The SD-WAN renewal responds to three levers: tier rationalization by site role, bandwidth-band right-sizing against real utilization, and term commitment for the stable portion of the estate. Because SD-WAN is sold through Cisco partners, partner margin is also in play, and a competitive quote tests it the same way it does for Meraki. The structured approach in our software contract negotiation guide applies to SD-WAN, and a review through our software licensing advisory service models the per-site tiers, the bandwidth bands, and the EA alternative together so the renewal reflects what each site actually needs. An SD-WAN estate renewed at the provisioned tiers and bands pays for capability and headroom it does not use; an estate renewed against real utilization pays for what it runs.

Common questions

Is Catalyst SD-WAN or Meraki MX right for my sites?

Catalyst SD-WAN suits larger, router-based sites that need advanced routing and granular control, while Meraki MX suits smaller branches that benefit from cloud-managed simplicity. Many estates run both, with the platform chosen per site, and the licensing follows whichever platform each site uses.
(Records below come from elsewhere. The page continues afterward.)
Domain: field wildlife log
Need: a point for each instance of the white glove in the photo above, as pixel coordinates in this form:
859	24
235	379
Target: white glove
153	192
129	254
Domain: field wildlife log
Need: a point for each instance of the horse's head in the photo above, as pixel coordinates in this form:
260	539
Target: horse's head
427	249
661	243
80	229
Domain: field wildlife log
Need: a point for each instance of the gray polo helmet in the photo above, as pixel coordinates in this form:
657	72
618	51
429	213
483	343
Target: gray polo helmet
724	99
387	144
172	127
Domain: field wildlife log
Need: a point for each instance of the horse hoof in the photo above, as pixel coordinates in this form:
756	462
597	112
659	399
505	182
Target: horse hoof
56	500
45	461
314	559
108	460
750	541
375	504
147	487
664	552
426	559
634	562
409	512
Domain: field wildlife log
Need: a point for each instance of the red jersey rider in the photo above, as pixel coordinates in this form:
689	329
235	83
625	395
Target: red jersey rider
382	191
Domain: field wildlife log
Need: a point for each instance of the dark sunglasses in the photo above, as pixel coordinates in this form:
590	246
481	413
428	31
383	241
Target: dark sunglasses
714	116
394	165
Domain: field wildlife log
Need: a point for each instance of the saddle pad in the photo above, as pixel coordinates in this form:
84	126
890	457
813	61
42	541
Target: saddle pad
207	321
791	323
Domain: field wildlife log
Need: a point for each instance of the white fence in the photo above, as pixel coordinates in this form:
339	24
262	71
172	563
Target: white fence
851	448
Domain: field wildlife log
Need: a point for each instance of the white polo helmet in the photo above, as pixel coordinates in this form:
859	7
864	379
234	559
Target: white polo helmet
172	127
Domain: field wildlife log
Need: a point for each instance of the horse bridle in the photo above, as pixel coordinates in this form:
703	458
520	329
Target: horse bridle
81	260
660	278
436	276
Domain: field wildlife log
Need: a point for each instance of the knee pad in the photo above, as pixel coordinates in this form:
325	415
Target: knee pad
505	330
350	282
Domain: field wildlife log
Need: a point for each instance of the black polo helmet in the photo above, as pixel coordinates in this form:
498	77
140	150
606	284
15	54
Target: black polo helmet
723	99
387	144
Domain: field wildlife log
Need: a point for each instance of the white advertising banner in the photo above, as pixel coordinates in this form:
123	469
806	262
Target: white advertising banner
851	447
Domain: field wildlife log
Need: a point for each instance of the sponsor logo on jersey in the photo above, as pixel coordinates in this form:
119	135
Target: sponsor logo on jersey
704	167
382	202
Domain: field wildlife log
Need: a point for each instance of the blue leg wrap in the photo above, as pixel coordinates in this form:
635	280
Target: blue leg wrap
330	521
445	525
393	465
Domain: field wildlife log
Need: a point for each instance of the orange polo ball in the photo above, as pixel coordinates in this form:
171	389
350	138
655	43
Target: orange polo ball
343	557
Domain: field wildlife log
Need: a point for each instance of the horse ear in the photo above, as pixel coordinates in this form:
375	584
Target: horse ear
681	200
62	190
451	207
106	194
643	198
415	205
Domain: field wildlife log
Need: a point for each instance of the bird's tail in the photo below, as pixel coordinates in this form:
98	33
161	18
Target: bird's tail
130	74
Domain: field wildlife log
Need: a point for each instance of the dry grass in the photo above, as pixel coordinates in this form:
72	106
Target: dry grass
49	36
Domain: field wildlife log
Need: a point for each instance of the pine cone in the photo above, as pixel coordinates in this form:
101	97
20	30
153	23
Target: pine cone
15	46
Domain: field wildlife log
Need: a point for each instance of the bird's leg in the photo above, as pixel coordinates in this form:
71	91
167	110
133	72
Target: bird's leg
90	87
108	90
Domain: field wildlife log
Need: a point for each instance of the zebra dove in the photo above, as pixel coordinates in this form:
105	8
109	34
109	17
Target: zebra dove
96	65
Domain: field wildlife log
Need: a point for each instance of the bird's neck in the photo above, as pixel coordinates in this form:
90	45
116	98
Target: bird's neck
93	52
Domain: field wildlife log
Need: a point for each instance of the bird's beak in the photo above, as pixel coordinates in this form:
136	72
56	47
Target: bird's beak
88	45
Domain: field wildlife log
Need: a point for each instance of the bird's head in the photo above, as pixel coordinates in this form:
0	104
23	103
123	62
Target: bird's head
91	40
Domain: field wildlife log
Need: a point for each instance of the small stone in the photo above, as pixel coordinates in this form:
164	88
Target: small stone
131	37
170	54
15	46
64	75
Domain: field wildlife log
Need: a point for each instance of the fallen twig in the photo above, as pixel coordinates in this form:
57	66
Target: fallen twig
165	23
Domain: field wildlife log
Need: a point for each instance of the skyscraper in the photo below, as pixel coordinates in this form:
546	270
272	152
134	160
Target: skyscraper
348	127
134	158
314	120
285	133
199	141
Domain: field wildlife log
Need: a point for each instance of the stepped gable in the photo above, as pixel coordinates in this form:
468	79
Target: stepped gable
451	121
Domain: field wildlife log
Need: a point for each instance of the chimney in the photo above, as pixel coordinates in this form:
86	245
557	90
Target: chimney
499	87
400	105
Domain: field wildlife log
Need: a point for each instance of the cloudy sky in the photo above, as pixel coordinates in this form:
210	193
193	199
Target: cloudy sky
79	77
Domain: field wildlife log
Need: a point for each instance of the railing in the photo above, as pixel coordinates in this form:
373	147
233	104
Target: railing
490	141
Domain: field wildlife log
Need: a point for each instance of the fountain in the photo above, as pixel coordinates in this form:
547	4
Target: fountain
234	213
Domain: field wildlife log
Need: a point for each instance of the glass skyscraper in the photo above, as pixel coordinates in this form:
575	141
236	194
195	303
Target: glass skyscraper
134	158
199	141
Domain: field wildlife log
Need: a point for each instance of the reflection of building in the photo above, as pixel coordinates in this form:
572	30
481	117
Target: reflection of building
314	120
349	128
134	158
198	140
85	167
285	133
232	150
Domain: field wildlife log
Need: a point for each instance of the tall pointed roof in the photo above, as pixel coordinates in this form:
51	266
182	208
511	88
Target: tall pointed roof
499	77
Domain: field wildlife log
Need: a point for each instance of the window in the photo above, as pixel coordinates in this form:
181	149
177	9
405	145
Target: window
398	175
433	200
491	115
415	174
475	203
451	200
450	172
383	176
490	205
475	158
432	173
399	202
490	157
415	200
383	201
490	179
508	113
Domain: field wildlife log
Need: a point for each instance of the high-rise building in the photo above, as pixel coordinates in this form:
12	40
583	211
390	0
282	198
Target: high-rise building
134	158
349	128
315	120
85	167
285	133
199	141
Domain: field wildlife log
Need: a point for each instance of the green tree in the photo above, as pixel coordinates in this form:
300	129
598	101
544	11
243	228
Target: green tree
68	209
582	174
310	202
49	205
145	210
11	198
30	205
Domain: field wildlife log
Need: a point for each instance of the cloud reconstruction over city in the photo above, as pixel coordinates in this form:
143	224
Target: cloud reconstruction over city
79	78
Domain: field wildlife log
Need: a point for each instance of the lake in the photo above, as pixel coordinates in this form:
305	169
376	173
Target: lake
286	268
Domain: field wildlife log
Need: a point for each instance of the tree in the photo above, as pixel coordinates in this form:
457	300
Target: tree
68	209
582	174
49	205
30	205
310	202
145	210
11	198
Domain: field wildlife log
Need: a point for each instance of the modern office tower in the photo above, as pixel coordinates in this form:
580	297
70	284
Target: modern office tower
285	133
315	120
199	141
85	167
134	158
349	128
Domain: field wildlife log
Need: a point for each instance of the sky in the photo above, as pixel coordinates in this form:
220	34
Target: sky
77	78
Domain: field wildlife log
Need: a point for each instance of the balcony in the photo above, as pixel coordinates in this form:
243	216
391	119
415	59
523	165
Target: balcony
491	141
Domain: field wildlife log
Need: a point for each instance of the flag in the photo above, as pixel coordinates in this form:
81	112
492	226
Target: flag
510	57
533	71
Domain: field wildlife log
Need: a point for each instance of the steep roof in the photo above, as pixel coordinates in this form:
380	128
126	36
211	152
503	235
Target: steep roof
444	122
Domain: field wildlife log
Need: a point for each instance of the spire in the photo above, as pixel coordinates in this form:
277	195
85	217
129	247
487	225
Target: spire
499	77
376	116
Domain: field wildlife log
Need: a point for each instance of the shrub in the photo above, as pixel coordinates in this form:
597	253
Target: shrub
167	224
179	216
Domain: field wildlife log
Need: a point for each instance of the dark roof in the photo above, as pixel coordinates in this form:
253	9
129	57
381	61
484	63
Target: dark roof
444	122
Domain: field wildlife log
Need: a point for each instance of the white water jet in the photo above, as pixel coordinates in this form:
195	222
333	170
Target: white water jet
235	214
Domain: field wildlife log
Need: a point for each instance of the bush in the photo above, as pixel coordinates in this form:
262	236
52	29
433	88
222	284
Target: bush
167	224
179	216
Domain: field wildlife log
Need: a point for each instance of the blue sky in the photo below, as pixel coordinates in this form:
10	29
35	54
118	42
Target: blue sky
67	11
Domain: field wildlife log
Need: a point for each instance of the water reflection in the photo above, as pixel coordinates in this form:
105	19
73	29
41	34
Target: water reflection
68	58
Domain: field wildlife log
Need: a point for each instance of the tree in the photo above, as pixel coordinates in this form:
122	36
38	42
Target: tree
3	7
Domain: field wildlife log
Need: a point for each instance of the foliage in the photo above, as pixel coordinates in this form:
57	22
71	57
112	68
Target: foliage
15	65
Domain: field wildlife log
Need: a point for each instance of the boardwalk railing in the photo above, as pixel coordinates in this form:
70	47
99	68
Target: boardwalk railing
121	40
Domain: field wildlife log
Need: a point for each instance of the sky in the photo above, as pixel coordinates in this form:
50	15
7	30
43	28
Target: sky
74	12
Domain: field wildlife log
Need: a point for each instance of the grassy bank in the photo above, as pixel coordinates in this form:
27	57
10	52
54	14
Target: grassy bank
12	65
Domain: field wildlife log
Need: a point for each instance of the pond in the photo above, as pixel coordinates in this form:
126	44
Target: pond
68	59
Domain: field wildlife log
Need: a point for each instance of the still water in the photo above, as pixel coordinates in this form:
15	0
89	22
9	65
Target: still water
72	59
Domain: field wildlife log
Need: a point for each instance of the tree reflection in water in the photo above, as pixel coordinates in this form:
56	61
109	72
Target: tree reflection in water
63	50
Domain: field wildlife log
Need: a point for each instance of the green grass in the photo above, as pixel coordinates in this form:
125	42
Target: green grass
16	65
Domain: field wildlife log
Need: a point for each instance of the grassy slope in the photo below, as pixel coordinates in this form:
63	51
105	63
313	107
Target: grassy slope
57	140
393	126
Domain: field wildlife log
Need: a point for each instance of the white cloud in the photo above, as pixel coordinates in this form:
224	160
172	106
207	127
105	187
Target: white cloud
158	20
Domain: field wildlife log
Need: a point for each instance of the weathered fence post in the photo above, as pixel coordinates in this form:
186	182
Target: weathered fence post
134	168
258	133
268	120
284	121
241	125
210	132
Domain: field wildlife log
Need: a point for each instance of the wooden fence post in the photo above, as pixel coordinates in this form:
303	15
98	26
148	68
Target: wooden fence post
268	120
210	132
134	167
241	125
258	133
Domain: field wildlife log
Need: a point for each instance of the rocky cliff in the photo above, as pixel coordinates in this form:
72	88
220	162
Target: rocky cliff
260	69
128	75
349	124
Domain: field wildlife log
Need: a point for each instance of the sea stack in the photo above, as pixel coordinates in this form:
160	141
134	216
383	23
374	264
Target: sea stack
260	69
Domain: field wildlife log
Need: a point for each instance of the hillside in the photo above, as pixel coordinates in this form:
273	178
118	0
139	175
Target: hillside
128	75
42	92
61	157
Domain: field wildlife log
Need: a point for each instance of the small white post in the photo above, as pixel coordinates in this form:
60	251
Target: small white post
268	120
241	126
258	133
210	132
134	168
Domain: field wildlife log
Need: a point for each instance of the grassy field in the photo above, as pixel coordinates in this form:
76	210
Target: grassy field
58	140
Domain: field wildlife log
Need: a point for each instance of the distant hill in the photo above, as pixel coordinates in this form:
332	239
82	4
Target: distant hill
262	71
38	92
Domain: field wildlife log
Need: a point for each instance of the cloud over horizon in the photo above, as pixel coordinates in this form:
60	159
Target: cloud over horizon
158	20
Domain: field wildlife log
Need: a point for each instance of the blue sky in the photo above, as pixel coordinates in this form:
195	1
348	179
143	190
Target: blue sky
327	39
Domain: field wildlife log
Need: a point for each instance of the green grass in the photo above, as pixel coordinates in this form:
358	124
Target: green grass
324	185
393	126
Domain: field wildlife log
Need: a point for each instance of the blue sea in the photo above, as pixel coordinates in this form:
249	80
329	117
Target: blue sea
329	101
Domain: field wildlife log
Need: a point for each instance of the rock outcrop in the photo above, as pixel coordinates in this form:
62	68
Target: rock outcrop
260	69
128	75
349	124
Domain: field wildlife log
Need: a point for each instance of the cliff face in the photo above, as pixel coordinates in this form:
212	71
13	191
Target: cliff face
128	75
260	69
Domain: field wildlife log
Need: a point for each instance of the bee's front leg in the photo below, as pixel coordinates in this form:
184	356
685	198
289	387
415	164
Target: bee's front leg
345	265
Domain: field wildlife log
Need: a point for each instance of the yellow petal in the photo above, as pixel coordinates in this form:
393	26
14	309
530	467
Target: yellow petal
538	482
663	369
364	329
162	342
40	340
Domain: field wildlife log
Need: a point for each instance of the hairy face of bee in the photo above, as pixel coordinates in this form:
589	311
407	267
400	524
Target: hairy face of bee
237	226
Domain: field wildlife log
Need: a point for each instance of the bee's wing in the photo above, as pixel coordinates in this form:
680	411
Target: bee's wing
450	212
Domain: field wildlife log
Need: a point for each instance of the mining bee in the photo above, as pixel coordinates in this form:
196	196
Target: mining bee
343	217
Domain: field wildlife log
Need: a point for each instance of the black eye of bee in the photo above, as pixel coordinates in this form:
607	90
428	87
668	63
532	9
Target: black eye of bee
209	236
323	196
What sets the per-site cost?

Two variables: the tier, from Essentials through Advantage to Premier, which sets the feature set, and the bandwidth band, which sets the rate within the tier. Matching both to each site's real role and traffic, rather than standardizing on the top tier, is the largest controllable saving.

Can I change tiers mid-term?

Tier and band changes are normally settled at renewal, which is why pulling utilization data before the renewal matters. A site sitting below its provisioned band or above its needed tier is the candidate to right-size when the subscription comes up.